Bactérias sulfurosas são organismos que conseguem utilizar o enxofre, ou compostos de enxofre, como fonte de energia. Bactérias sulfurosas verdes são capazes de realizar fotossíntese e conseguem sobreviver em lugares que exibem condições extremas, como a quase total ausência de luz. Para sobreviver nesses lugares, as bactérias sulfurosas usam um sistema de antenas de alta eficácia para se acoplar com uma luz incidente de baixíssima intensidade (algumas centenas de fótons por segundo). No experimento, bactérias sulfurosas verdes foram colocadas em uma microcavidade ótica, contendo fótons com energia bem controlada. Na condição de forte acoplamento a transferência de energia entre os fótons e a bactéria é muito maior que a energia que escapa da cavidade. Do ponto de vista experimental, o que se observa é uma mudança no espectro de energia do sistema combinado fotóns+bactéria, que passa a exibir dois picos com uma separação suficientemente grande para descartar outros efeitos. Foi também realizado um teste padrão com um corante do tipo tripan azul para determinar que a bactéria permaneceu viva durante todo o experimento. Uma análise teórica detalhada [3] do resultado experimental, usando um modelo simples para o acoplamento entre os dipolos elétricos presentes no interior da bactéria e fótons de luz estabeleceu que a melhor explicação para os dados experimentais é que houve de fato a formação de um estado quântico entrelaçado entre os dipolos e os fótons. Portanto, podemos considerar que temos fortes evidências da primeira criação em laboratório de um estado de correlação quântica em um organismo vivo.
Ainda é muito cedo para prevermos o impacto deste resultado na emergente área de biologia quântica.
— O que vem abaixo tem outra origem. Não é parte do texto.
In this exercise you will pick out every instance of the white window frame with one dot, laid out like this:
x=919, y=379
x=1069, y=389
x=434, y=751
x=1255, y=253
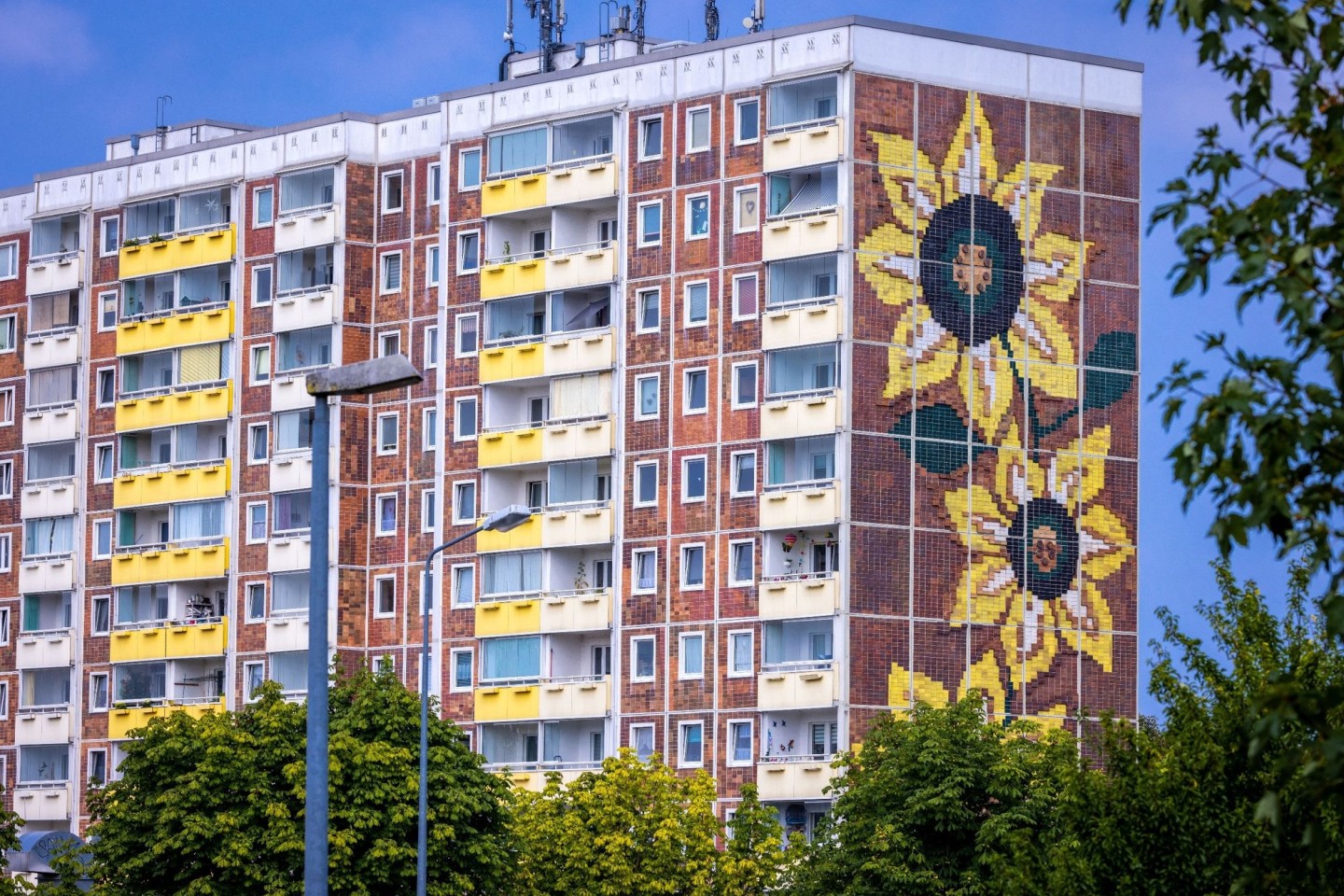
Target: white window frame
x=686, y=480
x=400, y=192
x=378, y=583
x=247, y=522
x=708, y=220
x=378, y=514
x=640, y=299
x=708, y=131
x=705, y=563
x=643, y=149
x=686, y=391
x=458, y=415
x=681, y=727
x=378, y=434
x=638, y=223
x=756, y=378
x=635, y=656
x=733, y=566
x=384, y=269
x=635, y=483
x=681, y=654
x=727, y=661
Parece plausível que a seleção natural possa ter escolhido alguns fenômenos quânticos como essenciais para realização de algumas tarefas biológicas, como o transporte de energia na fotossíntese ou até mesmo para o funcionamento de sofisticados sistemas de navegação de algumas espécies de pássaros [4]. O próximo desafio experimental nesta linha de pesquisa seria entrelaçar duas bactérias. Se bem-sucedido, poderemos estar bem mais perto de entender o papel dos fenômenos quânticos nas funções biológicas, algo que os pioneiros da mecânica quântica consideravam quase impossível.
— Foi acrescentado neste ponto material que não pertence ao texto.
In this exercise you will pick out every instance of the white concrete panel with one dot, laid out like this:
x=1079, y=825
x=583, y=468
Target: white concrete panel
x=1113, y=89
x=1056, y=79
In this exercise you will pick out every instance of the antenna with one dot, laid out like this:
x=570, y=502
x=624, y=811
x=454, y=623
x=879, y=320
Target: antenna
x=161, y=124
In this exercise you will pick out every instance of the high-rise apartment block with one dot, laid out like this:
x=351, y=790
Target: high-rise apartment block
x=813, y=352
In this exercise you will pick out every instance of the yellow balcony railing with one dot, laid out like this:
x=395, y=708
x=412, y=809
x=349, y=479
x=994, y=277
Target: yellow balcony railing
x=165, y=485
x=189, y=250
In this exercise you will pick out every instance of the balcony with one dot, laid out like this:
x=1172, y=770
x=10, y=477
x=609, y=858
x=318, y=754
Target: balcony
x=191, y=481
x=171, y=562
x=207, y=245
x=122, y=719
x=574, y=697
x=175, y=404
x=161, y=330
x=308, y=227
[1] Crédito da Imagem: C Marletto et al (2018 J. Phys. Commun. 2 101001), CC BY 3.0.
[2] DM Coles et al. Living polaritons: modifying energy landscapes in photosynthetic organisms using a photonic structure. arXiv:1702.01705. Small 13 38 (2017).
[3] C Marletto et al. Entanglement between living bacteria and quantized light witnessed by Rabi splitting. J Phys Commun 2, 101001 (2018).